Recall that we want to control this FD in a manner that inclines it towards over-
estimation of the anticipated arrival time of the heartbeat message. However, we
should recognize that the extent of this overestimation impacts the occurrences of
FP errors and FN errors. In the scenario where the overestimation is substantial, the
FP errors diminish while the FN errors escalate. Conversely, if the overestimation
is small, the FP errors increase while the FN errors decrease. Balancing these two
types of errors is important for the effective functioning of the failure detector. To
address this, we introduce a variable to control the extent of over-estimation.

In addition to the metrics that we have listed previously, we introduce a new metric
called Probability of Availability (PA) (following the approach of Li and Marin),
which is the ratio of the safe predictions (actual arrival time is ahead of the predicted
time) over the total predictions. This metric indicates the ability of this FD to avoid
wrong suspects.

26


5
Results

Our results show in Section 5.1 that classifiers such as Random Forest, SVM, and
Logistic Regression outperform other classifiers in general. We also compare, in
Section 5.2, the QoS metrics of ML-based FDs with PD module and fallback to the
BDBD solution (Section 2.3.1). This compartment shows that Random Forest, SVM,
and Logistic Regression can balance well the trade-off between detection time and
accuracy, but only when aiming at short detection time, ca 1 second. When the
detection time is more than 2 seconds is considered, BDBD and TTF can offer better
accuracy.

In section 5.3, we cluster the ML-based FDs at both the crash intervals where any ML-
classifiers report FN and the data points where any FD reports FP. Based on these
results, the FDs are ranked based on their specificity and sensitivity. Additionally, a
pairwise comparison of the top-performing FDs is conducted toward the conclusion
of this section. Further results of all clustering outputs for all FDs over various
datasets are shown in Appendix A.

Subsequently, Section 5.4 presents the evaluation of the LSTM-based heartbeat FD,
focusing on the probability of availability (PA) and the classification metrics.

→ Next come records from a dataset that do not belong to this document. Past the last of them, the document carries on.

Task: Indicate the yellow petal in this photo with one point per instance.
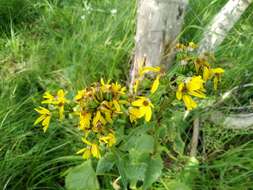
(136, 85)
(60, 94)
(108, 117)
(218, 70)
(95, 151)
(45, 123)
(155, 85)
(86, 141)
(39, 119)
(179, 92)
(142, 111)
(81, 151)
(148, 114)
(42, 110)
(198, 94)
(61, 113)
(138, 102)
(206, 73)
(149, 69)
(116, 105)
(189, 102)
(86, 154)
(215, 83)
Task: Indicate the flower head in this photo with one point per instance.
(144, 108)
(109, 139)
(217, 72)
(44, 117)
(191, 87)
(92, 149)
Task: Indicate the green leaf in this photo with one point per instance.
(142, 143)
(174, 184)
(153, 172)
(82, 177)
(105, 164)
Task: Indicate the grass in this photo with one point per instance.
(65, 44)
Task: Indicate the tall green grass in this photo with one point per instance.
(70, 44)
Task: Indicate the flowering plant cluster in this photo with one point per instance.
(199, 71)
(97, 107)
(119, 127)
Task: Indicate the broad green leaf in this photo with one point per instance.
(177, 185)
(141, 143)
(120, 163)
(153, 171)
(178, 145)
(82, 177)
(105, 164)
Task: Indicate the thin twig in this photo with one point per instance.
(195, 138)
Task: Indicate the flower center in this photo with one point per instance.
(145, 103)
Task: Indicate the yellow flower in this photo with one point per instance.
(59, 100)
(189, 102)
(217, 72)
(116, 105)
(44, 118)
(108, 139)
(180, 46)
(98, 119)
(192, 45)
(191, 87)
(85, 118)
(117, 89)
(105, 87)
(49, 98)
(80, 95)
(207, 73)
(145, 70)
(195, 87)
(144, 105)
(136, 85)
(91, 149)
(134, 114)
(155, 84)
(200, 63)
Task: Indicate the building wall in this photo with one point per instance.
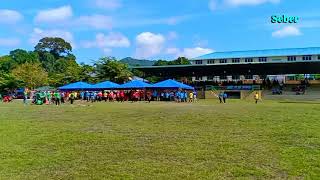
(242, 60)
(255, 60)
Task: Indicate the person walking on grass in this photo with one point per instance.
(72, 97)
(220, 97)
(25, 96)
(57, 98)
(256, 97)
(191, 97)
(225, 96)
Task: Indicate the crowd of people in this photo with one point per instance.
(61, 97)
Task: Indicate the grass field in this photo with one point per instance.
(205, 140)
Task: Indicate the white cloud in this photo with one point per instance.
(108, 4)
(38, 34)
(249, 2)
(189, 52)
(213, 4)
(113, 39)
(107, 51)
(9, 16)
(218, 4)
(95, 21)
(172, 35)
(286, 32)
(149, 44)
(54, 15)
(9, 42)
(173, 51)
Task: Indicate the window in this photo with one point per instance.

Finally, we explain our results and discuss their limitations in Section 5.5.

5.1 ML-based FDs without PD Module
We present the results of ML-based binary classification FDs without the use of
the Precision Distribution (PD) module (refer to Section 2.7). Our results were
collected after resolving the data leakage problem in Häger-Köre’s implementation.
The confusion matrix results for the FDs over 15.8 × 106 data points are presented
in Table 5.1, while Table 5.2 displays the ratios of all FDs concerning the best one,
in terms of both false positives (FP) and false negatives (FN). Figure 5.1 provides an
intuitive understanding of FP and FN errors across all ML-based FDs. For detailed
derived metrics data and their respective ratios concerning all FDs relative to the
best one, see Table 5.3 and Table 5.4.

These results were collected for both individual ML-based FDs and ensemble FDs,
namely Stacking, BlendStacking and Ensemble. Stacking FD incorporates SVM and
Random Forest, leveraging SVM’s superior performance in minimizing FP errors and

27


5. Results

Random Forest’s effectiveness in reducing FN errors. The aim is to capitalize on the
strengths of both SVM and Random Forest within the Stacking FD.

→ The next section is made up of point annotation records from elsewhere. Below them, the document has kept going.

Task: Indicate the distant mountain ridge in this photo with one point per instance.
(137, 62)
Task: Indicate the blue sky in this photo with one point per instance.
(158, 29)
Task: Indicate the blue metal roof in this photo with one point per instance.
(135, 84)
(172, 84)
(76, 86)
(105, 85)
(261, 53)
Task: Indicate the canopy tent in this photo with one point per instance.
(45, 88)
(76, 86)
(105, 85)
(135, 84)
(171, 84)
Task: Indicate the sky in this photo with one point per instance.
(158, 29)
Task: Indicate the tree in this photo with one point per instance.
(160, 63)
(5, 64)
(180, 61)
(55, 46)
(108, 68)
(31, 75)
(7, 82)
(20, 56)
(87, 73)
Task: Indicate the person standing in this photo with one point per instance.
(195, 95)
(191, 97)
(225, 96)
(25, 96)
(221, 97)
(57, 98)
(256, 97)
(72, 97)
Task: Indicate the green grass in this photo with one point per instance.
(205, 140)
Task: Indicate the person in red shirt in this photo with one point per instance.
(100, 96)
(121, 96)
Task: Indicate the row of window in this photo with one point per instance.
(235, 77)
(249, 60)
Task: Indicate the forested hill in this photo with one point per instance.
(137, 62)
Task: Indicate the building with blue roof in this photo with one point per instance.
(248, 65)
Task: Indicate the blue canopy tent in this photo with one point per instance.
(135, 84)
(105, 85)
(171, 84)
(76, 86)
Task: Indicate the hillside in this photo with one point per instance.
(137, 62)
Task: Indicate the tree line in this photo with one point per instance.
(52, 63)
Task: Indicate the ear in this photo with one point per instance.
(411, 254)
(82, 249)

Additionally, BlendStacking FD integrates SVM, Random Forest, and analytical FDs:
BDBD and TTF (Section 2.3). As per the findings in Section 5.2, while ML-based
FDs demonstrate fewer prediction errors with detection time under two seconds,
analytical FDs exhibit a lower average mistake rate with longer detection time.
Through the integration of the outputs from both ML-based FDs and analytical FDs,
we hope the BlendStacking FD can deliver robust performance across all detection
time intervals. The Ensemble FD integrates all individual ML-based FDs.

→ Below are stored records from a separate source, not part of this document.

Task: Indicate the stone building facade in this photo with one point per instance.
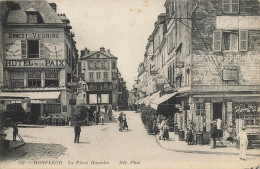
(39, 59)
(212, 64)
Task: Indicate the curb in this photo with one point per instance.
(201, 152)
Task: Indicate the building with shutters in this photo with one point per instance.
(99, 73)
(212, 62)
(39, 59)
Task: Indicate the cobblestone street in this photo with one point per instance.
(104, 146)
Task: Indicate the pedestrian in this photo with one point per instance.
(154, 125)
(163, 122)
(120, 122)
(166, 131)
(219, 127)
(15, 131)
(97, 117)
(189, 136)
(242, 137)
(77, 131)
(106, 108)
(214, 132)
(102, 119)
(125, 123)
(110, 114)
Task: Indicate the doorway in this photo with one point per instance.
(35, 112)
(217, 110)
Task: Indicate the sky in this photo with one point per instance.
(123, 26)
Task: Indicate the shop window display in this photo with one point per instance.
(200, 116)
(248, 112)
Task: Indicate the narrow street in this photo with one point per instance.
(107, 147)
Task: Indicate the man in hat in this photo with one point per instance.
(242, 136)
(77, 131)
(15, 131)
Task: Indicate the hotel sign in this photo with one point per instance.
(238, 22)
(34, 63)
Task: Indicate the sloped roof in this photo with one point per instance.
(92, 53)
(42, 6)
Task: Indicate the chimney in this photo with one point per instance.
(102, 49)
(54, 6)
(82, 53)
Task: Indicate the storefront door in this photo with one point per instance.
(35, 112)
(217, 110)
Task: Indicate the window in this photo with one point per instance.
(230, 40)
(32, 49)
(106, 86)
(90, 64)
(98, 74)
(51, 79)
(34, 17)
(91, 87)
(230, 6)
(106, 64)
(106, 75)
(247, 111)
(230, 73)
(201, 116)
(91, 75)
(113, 65)
(34, 79)
(51, 108)
(16, 79)
(179, 81)
(98, 64)
(114, 75)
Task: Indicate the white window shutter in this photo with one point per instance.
(217, 40)
(226, 5)
(42, 49)
(24, 49)
(235, 6)
(243, 40)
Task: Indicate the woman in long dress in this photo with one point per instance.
(125, 123)
(120, 122)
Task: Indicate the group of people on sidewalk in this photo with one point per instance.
(122, 123)
(100, 118)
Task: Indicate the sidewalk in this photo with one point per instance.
(173, 144)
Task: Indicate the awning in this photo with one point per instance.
(31, 95)
(142, 101)
(162, 99)
(150, 98)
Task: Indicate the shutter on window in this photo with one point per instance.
(217, 38)
(42, 49)
(226, 6)
(24, 48)
(235, 6)
(243, 40)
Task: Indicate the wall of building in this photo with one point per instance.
(247, 62)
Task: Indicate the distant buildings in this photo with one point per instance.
(39, 59)
(102, 79)
(202, 58)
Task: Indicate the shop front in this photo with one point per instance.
(232, 110)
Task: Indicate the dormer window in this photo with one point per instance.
(33, 16)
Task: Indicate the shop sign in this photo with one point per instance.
(72, 101)
(180, 64)
(153, 72)
(34, 63)
(160, 87)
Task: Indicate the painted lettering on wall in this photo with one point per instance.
(33, 35)
(34, 63)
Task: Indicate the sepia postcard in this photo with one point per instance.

From the analysis of Figure 5.1, it shows that the FDs SVM and Naive Bayes tend
to produce more FN errors. Conversely, the other FDs (AdaBoost, Neural Network,
Logistics Regression, Random Forest and Decision Tree) tilt to more FP errors.
Notably, SVM produces the minimum number of FP errors, followed by Random
Forest and Logistics Regression. Although Neural Network produced the maximum
number of FP errors, it has the fewest FN errors. Note that Neural Network, Naive
Bayes and Decision Tree are the most polarized FDs concerning FP and FN errors
whereas SVM and Random Forest can harmonize these types of errors. In summary,
when considering both FP and FN errors, the individual ML-based FDs SVM and
Random Forest are the best, whereas Naive Bayes ranks the least favorable classifier.
The Stacking FD and Ensemble FD strike a good balance between FP and FN errors,
while the performance of BlendStacking FD is not eye-catching.

According to the data in Table 5.2, although the ensemble FDs, namely Stacking
and BlendStacking, may not perform the best in terms of FP errors, they are not
far from the best-performing classifier, specifically SVM. The individual ML-based
FDs, such as Random Forest and Naive Bayes are also performing well. Moreover,
The individual ML-based FDs, including Random Forest, AdaBoost and Decision
Tree, along with the ensemble FD Stacking show strong performance in terms of FN
errors, closely trailing the top performer (Neural Network).

Figure 5.2 demonstrates the comprehensive comparison of classifier performance in
terms of the various metrics encompassing accuracy, sensitivity, specificity, precision,
and AUC ROC. In general, SVM, Random Forest and Logistics Regression perform
well across all metrics. While AdaBoost and Decision Tree show notable performance
across several metrics, their behaviors in terms of specificity and precision are not
satisfying. Neural Network and Naive Bayes present good performance in one or two
metrics, albeit manifesting poor results in others.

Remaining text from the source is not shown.